Aware è una parola antica e intraducibile figlia della letteratura giapponese, che descrive l’indicibile attrazione e partecipazione emotiva verso la bellezza propria delle cose. Allo stesso tempo, Aware in inglese indica una persona consapevole, informata, attenta. L’amalgama di questi due concetti dà forma e impulso alla nostra scelta di narrare la realtà attuale con nuove forme, scavando le lettere nella complessità del confronto tra luoghi, materiali o astratti, distanti.

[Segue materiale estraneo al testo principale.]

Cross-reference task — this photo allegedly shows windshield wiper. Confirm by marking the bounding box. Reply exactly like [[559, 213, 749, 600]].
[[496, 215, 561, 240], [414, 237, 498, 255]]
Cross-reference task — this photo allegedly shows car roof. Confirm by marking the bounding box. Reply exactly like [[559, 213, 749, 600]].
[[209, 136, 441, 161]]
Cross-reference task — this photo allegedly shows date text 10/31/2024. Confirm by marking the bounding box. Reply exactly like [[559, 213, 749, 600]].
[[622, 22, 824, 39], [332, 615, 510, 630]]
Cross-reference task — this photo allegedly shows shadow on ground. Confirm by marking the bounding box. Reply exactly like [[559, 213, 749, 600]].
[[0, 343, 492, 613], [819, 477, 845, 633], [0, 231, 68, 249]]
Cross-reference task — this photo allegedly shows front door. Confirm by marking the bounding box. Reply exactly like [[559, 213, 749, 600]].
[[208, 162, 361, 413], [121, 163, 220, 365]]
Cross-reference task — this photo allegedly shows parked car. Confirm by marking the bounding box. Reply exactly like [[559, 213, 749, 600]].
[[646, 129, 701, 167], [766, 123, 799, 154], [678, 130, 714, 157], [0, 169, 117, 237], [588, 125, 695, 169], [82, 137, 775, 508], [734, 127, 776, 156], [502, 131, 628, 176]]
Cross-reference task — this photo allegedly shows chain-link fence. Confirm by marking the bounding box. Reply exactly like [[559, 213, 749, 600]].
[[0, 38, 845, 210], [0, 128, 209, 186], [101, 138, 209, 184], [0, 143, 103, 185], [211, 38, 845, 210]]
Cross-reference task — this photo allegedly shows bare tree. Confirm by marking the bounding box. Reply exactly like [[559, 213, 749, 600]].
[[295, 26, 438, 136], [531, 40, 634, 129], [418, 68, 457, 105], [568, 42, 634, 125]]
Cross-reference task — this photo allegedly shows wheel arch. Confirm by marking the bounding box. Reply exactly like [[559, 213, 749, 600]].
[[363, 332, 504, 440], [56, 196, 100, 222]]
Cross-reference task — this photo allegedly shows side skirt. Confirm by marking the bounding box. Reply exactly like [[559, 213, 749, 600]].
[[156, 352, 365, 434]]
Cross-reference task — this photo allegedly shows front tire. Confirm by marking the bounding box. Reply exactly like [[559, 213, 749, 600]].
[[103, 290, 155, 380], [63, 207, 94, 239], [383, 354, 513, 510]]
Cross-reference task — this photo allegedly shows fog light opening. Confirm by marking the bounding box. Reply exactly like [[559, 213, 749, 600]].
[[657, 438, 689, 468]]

Per noi di Aware, se c’è una bellezza che può ancora salvarci è quella che nasce – spesso inaspettatamente – dall’incontro tra mondi, corpi e colori diversi. È la bellezza delle relazioni umane, vissute con consapevolezza del sé, dell’altro e di ciò che ci circonda. Ed è una bellezza preziosa, questa, da preservare e rilanciare oggi con forza, contro chi predica divisione, odio e sospetto. Riconoscersi nell’Altro è un compito difficile. Ma dobbiamo tentare, perché è lì che si annida il vero cambiamento: nella cura che riversiamo l’uno/a sull’altro/a e nei confronti del nostro Pianeta. Ancora una volta, o forse per la prima volta davvero, sarà in fondo l’Amore a salvarci. «E cos’è l’amore, se non desiderio di comune?».